Many educators, including Liza Lowe of Inside-Outside, saw the pandemic shift to outdoor learning as an opportunity to step back and rethink education. Being outside had encouraged learning through play and exploration. It had fostered an intimacy with the natural world. These were things that had seemed sorely lacking from many schools and the lives of many children. Could we make the outdoors a regular part of American schooling? Might we continue the many good things that had come out of an otherwise painful situation?

Yet, for all its enthusiasts, outdoor learning did not appeal to everyone. As Shea noted, “Some teachers were comfortable using outdoor classrooms. Others thought mostly about bees and bugs and the cold.” For these teachers (and, no doubt, some students), a return to indoor learning was a return to comfort and safety. Additionally, as anxiety about COVID-19 gave way to anxiety about learning loss, many educators saw going inside as a necessary step to regain lost ground.

No one I spoke with suggested that outdoor learning should be mandated. “There are so many different demands on everybody involved in public education,” said Pringle. “Teaching is hard enough without pushing teachers out of their comfort zones.”

The question of where to learn, outdoors or in, seems caught up in the biggest educational questions of all. What are schools for? What do we want for our children? What kinds of learning do we value, and how do we prioritize academic outcomes alongside health, happiness, and well-being?

However we answer these questions, I am struck by four things.

First is an appreciation for what a blessing our schoolyards are. In many ways, they saved our schools in a global emergency. As Pringle pointed out to me, “We think of public land as big swaths of national forest, but there’s a lot of public land on public school properties across the United States.” The Trust for Public Land estimates that public schools occupy more than 2 million acres. That’s an area more than twice the size of Rhode Island. Of course, these two million acres host sports fields and playgrounds, but also less obvious services: islands of shade, refuge for wildlife, reservoirs of biodiversity, and riparian buffers that slow and absorb floodwaters. School grounds have seldom featured in discussions of public land, and, frankly, have often been an afterthought for most educators. But now, in the wake of the pandemic, many are seeing these lands for the valuable resources they are.

Second, I am aware that not all schools are as lucky as PCS and Leverett Elementary. Green Schoolyards America talks about “child accessible tree canopy,” which, like most resources, is unequally distributed. As Pringle explained, “The least tree canopy is associated with lower-income communities of color in highly urban areas.” Urban schoolyards are often capped with asphalt. “They’re flat. There’s no shade, windbreaks, places to sit, or places to teach,” she said. “To help transform that into a living space; that’s the work that needs to be done.”
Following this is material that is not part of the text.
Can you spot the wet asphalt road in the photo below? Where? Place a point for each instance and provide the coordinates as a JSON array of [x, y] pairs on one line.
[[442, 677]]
Third, the pandemic has taught us that forests and fields can make great classrooms. It can happen for students of all ages and backgrounds. It can happen for all kinds of subjects. It can happen through the cold New England winter. It doesn’t require a huge budget or a comprehensive plan. All it takes is a teacher with a vision, a schoolyard with a few trees, and the blessing of a supportive administration.

Finally, for those who want it, there has never been an easier time to shift a classroom outdoors. The loose networks of teachers who were interested in outdoor classrooms before the pandemic have grown into international organizations. Infrastructure, built with grants during the COVID era, is still new. The National Outdoor Learning Library makes it easy to find and use resources. Teachers or schools who want to build first-rate outdoor classrooms have the experiences of thousands of practitioners to draw on. More than ever, we have the knowhow to do it well.

Outdoor classrooms can be more than a plan B, a last-resort emergency response. If we want (and I know that’s a big if), they could be part of plan A.